3 Ways to Meditate Even When You’re Busy

In the beginning of our spiritual journey many of us read wild tales of Yogis staying out in the freezing cold for days or monks fasting while sleeping 4 hours a night and waking up to a cold shower and a bowl of porridge. Then there’s the stereotypical “Eat, Pray, Love” journey (although I love Elizabeth!) that may make you feel you’ve got to shed your relationship and possessions and go to Bali to find peace.

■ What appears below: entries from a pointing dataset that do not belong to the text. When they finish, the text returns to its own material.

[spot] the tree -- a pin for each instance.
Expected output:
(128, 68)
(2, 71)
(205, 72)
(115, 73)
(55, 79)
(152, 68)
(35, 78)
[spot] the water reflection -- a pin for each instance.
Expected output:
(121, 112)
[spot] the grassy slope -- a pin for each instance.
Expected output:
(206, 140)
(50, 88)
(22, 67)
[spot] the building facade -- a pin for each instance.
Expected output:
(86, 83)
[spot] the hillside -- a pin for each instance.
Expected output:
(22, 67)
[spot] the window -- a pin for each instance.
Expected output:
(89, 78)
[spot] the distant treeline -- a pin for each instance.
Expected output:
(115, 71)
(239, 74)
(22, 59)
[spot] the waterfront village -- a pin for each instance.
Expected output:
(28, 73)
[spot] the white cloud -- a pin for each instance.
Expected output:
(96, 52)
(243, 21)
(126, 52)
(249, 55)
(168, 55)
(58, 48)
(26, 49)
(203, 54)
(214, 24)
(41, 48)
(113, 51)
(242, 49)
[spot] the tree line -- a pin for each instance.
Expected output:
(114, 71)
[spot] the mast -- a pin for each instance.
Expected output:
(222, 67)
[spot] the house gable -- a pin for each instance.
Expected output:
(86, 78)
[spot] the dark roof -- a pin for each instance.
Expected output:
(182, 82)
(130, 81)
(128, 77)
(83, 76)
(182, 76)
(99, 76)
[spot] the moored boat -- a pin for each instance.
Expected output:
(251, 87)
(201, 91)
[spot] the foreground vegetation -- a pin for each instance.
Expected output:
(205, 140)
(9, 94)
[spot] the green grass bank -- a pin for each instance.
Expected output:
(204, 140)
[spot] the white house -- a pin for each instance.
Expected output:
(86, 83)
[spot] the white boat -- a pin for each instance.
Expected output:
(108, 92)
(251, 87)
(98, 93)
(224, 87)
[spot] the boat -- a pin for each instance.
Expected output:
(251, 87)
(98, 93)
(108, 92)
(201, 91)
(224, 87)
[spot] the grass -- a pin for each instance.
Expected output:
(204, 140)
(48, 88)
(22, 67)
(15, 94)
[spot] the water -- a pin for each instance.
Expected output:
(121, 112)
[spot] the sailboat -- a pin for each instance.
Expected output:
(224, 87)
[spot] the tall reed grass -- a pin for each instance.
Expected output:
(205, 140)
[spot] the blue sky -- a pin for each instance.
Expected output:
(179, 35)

But what if extreme experience is not a precedent to a more peaceful life? What if in minutes a day you could change your state of being from stressed to calm? I believe you can. Here’s 5 ways for even the busiest person on the planet to meditate while going about their day.

  1. Take mindful showers

When you’re in the shower turn it into a meditation! Use your 5 senses to enter into and access the present moment. Some examples are feeling the water falling onto your skin, running down your body and watching it go down the drain. Notice the temperature of the water as it changes or as it remains the same, and any accompanying sensation. If you notice your mind water bring it back to the water.

  1. Connected while driving practice

A lot of people are wired to drive fast and are future oriented. Instead of focusing their attention on the simple act of driving, their awareness is on where they are going and how quickly they can get there. What if you started an awareness practice where you notice the interconnected nature between yourself and everyone else on the road? Instead of getting angry and reactive with slow (or fast) drivers, you take mental and emotional stock that you are connected to this person at your core, and respond with compassion instead of react with frustration! Try this once a week and see how life changes.

  1. One minute of mindful breathing

When your alarm goes off in the morning, before you check your email, social media accounts or even roll out of bed… take one minute to yourself to notice your breathing. Just noticing your inbreath and your outbreath is such a powerful practice, Buddhist teacher Noah Levine bases his entire sobriety and sober fellowship around it! If it could transform Noah’s life from angry teenage rage to an esteemed global meditation and recovery facilitator, what can it do for you?

I suggest picking one of these practices and doing it every day for one week. Or if you prefer, make a list of all the ways you can bring mindfulness into your daily routines that are not mentioned here. Than commit to practicing it!